Thursday, September 25, 2008


The weather's getting better here in McLeod Ganj, but ironically early snow and heavy rain has closed roads further north and south. There's a few more tourists about and a sense of excitement as His Holiness the 14th Dalai Lama is to give a series of teachings. There are suedeheaded nuns from Korea filling our hotel and many Westerners seeking the Four Noble Truths and following the Eightfold Path to Nirvana.
There are about 120,000 Tibetan refugees living in India, in settlements like McLeod Ganj. Many have escaped Tibet by crossing the Himalayan passes, usually on foot, to escape detection by the Chinese. Some arrive suffering from frostbite, some are sent back by India. There are many who have escaped after being held as political prisoners, usually for demonstrating vocally but peacefully for an independent Tibet. There are numerous accounts of beatings and torture whilst in captivity. And the Tibetan government-in-exile has been trying for years to negotiate with the Chinese government for some sort of autonomy and cultural freedom. The Dalai Lama has adopted a pragmatic approach. He realises that the Chinese will never surrender their claim to Tibet, but he hopes that by peaceful protest and support from the international community an agreement may be struck with China. But the young Tibetans are tiring of this approach and frustrated by China's arrogant intransigence. Meanwhile the 6 million Tibetans that still live in their country are outnumbered by Han Chinese who have been moved in. It's a process familiar to the Muslim Uighur people in the west of China, but the Tibetans have a higher international profile. Its hard to imagine China giving way.
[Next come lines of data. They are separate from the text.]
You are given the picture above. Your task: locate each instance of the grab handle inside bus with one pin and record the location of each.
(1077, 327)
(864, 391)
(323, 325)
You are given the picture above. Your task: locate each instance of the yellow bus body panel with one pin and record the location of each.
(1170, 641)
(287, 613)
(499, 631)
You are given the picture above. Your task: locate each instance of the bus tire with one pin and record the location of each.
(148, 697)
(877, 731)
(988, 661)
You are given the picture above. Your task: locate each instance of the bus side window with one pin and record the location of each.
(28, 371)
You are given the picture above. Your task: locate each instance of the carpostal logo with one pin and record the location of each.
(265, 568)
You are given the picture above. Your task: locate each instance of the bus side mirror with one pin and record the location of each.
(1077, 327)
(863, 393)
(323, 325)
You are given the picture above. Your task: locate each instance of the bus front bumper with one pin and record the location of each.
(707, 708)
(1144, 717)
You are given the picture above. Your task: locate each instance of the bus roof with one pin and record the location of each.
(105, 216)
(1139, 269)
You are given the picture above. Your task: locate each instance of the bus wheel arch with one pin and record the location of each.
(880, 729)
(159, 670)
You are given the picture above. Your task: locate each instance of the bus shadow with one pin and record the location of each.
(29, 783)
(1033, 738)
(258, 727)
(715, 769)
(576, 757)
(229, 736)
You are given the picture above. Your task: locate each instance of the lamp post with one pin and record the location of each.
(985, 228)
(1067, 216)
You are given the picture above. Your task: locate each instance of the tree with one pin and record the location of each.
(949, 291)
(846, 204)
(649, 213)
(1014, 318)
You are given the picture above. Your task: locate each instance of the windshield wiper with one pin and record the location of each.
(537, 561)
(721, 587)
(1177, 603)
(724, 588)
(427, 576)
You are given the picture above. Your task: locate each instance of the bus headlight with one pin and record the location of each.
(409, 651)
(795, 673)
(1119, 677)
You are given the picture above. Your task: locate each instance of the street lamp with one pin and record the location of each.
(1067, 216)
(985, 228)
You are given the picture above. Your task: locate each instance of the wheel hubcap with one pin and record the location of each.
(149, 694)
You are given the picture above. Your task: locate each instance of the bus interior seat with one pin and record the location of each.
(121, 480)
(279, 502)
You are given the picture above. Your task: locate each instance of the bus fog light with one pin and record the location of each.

Our friend James is busy setting up a website for a new business venture - running guided tours in Pakistan and Afghanistan ( The routes and ideas he has sound fine until we switch on the news and hear about the huge bomb at the Marriott Hotel in Islamabad. But James has been in Afghanistan and Pakistan and enjoyed his time there a lot. He looks and sounds sane to us, but who knows? Each evening we meet to seek nirvana in A Taste of India - a great little restaurant with fabulous food. We are eating our way to Enlightenment.